Flying in the face of years of government opposition, Khmer Rouge tribunal international co-investigating judge Mark Harmon on Tuesday charged former Democratic Kampuchea leaders Im Chaem and Meas Muth with crimes against humanity, among other charges.
It is the first time either has been officially named by the court.
Former Khmer Rouge navy commander Muth was charged in Case 003 with “murder, extermination, enslavement, imprisonment, persecution on political and ethnic grounds, and other inhumane acts” at the Wat Enta Nhien and S-21 security centres, at sea and on islands claimed by Democratic Kampuchea.

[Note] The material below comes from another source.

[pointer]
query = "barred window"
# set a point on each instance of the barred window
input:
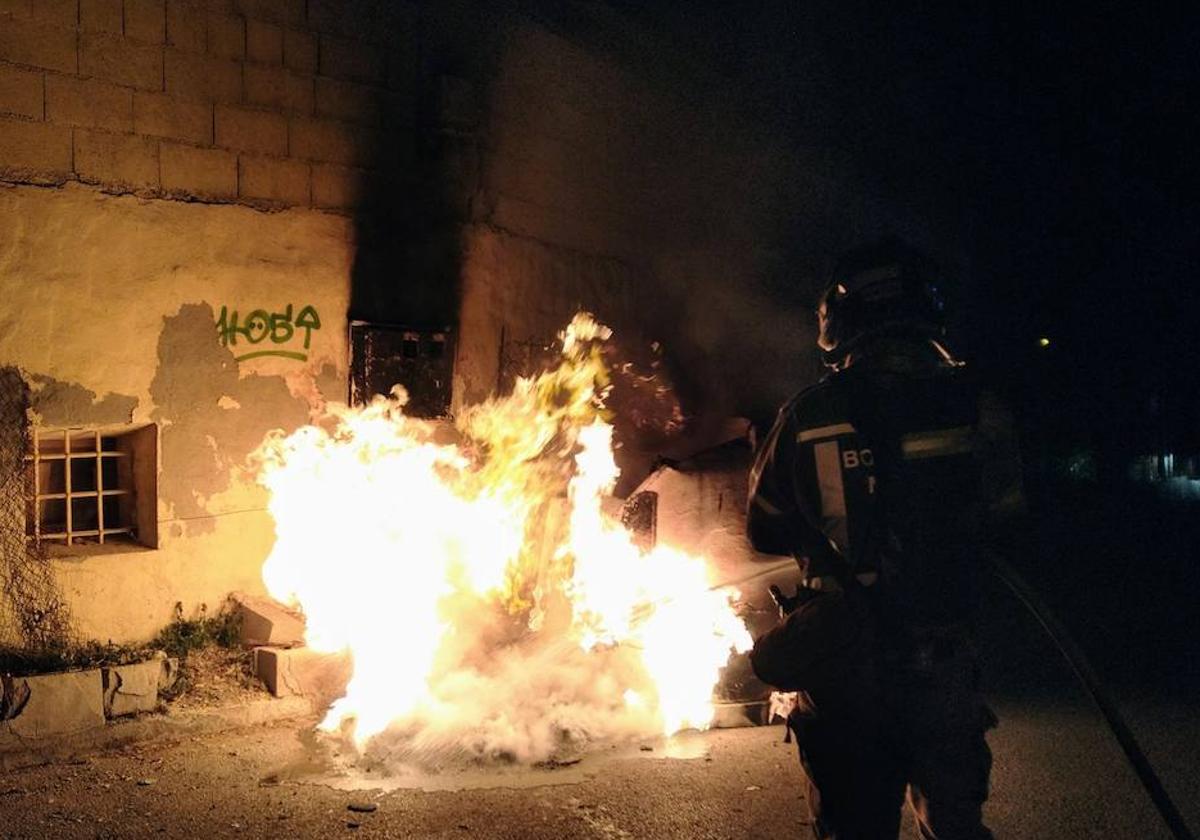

Case 004 suspect Chaem, who is accused of leading purges, was charged with similar crimes relating to the Phnom Trayoung security centre and the Spean Sreng worksite.
Yesterday, the 72-year-old maintained her innocence, and said she was unfazed by the court’s decision.
“Why should I be worried about the charges against me?” Chaem asked. “I am not wrong, the person who charged me is wrong.”
The charges were issued unilaterally by Harmon, without the approval of his Cambodian counterpart You Bunleng, who has maintained that he considers the cases against the suspects in government opposed Cases 003 and 004 to be closed.
“The two judges have different views on these cases which are covered by the rules of the court,” said court legal communications officer Lars Olsen, explaining the unilateral action.
“The court’s legal framework anticipates situations like that, and there are measures in place to deal with that,” he added.
Bunleng could not be reached for comment.
The charges were issued in absentia, a decision Olsen said was based on “several considerations”.
First of all, he said, the charges must be issued in order to give defence teams access to the case file – long a demand of theirs – and in order to expedite the proceedings. Additionally, he said, “it has not been possible, within a reasonable time, to get any arrest warrants executed”.
The government has frequently voiced its opposition to any cases beyond the already-concluded Case 001 against S-21 commandant Kaing Guek Eav, also known as Duch, and the current Case 002 against Khmer Rouge leaders Nuon Chea and Khieu Samphan.
In a speech just last week, Prime Minister Hun Sen – himself a former Khmer Rouge cadre who defected and took part in the Vietnamese invasion that overthrew the regime – obliquely raised the prospect of future wars if prosecutions moved forward in Cases 003 and 004.
“The trial wants to go [for] too much...[and] expand the scope, causing some people to go back to the jungles,” he said. “We have to think about the importance of peace, the importance of life. How many people will die if war comes again?”